By Stephanie Kelly and Jarrett Renshaw

NEW YORK, June 12 – The U.S. Environmental Protection Agency on Friday will propose new biofuel blending requirements for oil refiners for the coming two years that will likely include a lower biomass-based diesel mandate than industry groups had requested, according to four sources familiar with the matter.

The White House has completed its review of the EPA’s plan and returned it to the EPA for further action, according to the website for the Office of Management and Budget. The EPA is expected to announce the proposal on Friday, the sources said.

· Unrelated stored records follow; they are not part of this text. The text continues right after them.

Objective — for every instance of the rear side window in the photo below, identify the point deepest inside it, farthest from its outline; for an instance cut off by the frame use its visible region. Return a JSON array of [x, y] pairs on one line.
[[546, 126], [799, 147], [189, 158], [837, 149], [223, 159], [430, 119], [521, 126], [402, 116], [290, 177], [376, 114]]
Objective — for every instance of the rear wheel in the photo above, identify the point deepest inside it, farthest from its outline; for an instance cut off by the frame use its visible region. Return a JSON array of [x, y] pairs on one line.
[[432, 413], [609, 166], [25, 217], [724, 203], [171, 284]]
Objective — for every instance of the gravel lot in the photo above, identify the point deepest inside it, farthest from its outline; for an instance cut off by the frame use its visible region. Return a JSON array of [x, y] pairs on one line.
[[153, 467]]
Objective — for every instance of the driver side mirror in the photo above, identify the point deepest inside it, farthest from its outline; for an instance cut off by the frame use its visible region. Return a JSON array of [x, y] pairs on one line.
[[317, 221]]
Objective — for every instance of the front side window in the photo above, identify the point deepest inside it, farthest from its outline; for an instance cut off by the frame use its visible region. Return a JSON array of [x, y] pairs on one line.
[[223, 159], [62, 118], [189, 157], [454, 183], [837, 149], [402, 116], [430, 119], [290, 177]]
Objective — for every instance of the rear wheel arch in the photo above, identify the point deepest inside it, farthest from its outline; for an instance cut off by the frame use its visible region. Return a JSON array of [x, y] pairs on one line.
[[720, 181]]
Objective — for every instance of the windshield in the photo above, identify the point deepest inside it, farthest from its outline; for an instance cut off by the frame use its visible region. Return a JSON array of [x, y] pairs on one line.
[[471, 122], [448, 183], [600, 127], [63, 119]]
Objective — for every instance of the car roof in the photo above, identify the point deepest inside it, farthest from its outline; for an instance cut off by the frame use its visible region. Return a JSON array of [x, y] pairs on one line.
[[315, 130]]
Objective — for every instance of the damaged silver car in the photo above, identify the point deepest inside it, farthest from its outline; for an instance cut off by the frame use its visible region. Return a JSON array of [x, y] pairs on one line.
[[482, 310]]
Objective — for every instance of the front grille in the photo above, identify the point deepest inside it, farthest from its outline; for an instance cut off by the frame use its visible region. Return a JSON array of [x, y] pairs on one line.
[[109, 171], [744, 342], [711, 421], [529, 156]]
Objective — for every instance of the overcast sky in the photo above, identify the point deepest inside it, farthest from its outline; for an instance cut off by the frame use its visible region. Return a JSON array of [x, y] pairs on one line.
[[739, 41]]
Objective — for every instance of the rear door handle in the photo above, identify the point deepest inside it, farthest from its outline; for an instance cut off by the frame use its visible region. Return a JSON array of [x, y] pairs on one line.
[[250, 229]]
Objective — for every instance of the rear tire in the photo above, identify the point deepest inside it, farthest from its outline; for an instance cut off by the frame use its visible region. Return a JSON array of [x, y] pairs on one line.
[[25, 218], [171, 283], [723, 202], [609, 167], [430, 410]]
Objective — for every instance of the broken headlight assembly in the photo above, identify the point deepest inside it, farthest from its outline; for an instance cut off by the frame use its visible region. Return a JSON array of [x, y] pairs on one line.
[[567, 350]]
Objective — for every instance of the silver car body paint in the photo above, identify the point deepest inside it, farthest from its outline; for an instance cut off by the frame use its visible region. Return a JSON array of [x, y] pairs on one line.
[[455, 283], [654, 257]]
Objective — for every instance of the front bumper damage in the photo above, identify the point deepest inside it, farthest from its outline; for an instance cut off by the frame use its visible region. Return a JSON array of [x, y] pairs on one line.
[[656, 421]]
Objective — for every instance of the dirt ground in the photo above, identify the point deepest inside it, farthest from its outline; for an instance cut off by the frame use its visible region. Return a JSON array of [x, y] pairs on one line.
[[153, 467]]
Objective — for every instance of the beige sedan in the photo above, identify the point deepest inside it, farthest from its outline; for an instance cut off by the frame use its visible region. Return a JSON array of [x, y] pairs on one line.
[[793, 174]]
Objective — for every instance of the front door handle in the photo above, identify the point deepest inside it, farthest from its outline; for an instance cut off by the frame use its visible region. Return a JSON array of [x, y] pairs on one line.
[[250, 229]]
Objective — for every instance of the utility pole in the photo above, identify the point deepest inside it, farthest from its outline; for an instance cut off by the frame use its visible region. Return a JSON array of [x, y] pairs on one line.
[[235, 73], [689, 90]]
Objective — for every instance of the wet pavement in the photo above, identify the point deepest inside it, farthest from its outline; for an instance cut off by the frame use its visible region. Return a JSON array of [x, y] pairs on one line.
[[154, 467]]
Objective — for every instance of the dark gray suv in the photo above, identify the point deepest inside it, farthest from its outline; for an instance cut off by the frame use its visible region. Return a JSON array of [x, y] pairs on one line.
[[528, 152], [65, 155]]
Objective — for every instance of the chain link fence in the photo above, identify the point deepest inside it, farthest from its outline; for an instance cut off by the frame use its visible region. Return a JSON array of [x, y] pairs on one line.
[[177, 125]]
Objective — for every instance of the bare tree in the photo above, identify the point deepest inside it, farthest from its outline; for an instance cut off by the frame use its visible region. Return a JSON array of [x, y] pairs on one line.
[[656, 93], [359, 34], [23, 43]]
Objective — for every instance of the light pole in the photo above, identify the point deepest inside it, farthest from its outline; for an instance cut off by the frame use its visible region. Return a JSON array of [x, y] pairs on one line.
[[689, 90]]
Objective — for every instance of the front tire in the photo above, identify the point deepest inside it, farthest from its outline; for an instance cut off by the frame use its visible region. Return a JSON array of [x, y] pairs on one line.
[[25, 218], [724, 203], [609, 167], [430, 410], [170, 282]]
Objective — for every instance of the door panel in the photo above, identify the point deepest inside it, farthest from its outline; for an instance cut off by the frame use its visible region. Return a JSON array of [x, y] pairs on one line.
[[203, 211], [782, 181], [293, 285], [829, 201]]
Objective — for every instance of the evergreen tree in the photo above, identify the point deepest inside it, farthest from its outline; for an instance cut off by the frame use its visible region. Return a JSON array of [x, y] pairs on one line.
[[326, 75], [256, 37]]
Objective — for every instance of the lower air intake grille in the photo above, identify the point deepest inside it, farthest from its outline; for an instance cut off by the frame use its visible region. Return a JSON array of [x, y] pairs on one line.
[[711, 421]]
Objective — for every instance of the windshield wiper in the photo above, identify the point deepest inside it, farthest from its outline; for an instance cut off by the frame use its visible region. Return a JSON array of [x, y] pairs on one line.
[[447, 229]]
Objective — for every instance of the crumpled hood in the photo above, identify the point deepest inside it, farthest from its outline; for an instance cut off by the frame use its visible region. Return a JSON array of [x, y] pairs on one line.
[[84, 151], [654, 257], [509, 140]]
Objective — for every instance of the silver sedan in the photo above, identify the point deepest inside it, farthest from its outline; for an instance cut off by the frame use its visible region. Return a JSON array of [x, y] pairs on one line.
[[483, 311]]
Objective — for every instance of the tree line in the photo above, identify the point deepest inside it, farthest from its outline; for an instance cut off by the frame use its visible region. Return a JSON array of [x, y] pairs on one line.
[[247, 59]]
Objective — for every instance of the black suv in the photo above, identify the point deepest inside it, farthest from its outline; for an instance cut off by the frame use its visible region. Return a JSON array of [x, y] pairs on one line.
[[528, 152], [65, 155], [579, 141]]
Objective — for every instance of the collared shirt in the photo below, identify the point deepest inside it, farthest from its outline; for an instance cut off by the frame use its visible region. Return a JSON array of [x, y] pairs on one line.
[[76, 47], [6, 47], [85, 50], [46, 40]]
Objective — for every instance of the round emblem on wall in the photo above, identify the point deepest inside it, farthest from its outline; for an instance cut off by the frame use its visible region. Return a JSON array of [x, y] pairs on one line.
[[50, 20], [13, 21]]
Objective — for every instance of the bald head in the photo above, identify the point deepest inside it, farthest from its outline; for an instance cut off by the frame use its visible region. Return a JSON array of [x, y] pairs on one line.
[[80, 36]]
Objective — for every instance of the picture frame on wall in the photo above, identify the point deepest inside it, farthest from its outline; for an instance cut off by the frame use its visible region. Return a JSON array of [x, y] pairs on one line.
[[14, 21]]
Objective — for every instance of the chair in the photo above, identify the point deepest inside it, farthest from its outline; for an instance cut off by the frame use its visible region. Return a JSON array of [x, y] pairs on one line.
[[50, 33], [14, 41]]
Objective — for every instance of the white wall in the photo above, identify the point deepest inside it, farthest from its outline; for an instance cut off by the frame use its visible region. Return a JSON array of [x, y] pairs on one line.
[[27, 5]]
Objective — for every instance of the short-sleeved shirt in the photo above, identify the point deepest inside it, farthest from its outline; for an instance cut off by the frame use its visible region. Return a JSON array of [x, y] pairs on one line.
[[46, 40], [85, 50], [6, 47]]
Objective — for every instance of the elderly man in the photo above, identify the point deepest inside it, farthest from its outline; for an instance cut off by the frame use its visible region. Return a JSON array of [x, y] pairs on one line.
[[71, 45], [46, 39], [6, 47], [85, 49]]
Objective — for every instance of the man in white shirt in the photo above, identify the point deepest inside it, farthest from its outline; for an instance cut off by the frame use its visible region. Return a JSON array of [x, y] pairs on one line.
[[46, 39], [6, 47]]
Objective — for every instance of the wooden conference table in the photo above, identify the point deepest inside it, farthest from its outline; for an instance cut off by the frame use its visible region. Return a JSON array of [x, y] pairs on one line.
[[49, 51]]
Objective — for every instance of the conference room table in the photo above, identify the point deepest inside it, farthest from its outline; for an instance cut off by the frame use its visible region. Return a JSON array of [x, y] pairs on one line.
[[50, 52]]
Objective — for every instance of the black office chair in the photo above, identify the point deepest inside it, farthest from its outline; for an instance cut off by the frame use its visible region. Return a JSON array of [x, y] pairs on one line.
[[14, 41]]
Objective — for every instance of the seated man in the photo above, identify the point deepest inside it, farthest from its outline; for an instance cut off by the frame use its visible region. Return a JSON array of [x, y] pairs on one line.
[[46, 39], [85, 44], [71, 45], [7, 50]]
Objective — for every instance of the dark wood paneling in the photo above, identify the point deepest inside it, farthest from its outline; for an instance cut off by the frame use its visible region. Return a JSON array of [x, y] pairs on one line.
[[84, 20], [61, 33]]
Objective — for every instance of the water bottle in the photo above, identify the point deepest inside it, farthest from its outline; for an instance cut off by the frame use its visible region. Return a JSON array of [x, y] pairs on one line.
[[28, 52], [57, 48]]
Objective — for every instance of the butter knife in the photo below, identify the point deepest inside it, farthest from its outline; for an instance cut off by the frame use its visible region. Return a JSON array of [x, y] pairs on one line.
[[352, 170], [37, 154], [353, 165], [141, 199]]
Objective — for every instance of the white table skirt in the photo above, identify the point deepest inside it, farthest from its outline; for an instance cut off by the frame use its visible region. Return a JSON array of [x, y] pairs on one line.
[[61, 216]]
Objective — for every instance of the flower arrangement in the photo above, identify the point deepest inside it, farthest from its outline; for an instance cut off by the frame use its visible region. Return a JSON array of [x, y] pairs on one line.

The oil and biofuel industries, both major lobbying powers in Washington, have highly anticipated the release of the proposal, which will determine the fate of billions of dollars in fuel and tradable credit transactions.

Under the Renewable Fuel Standard, refiners are required to blend massive volumes of biofuels into the nation’s fuel supply or purchase credits, called RINs, from those that do.

As one of the first decisions the current Trump administration makes regarding federal biofuel policy, the proposal will also give insight into whether President Donald Trump will bolster the biofuel industry, which has at times been at odds with oil companies.

The EPA’s proposal is expected to cover both 2026 and 2027, Reuters previously reported.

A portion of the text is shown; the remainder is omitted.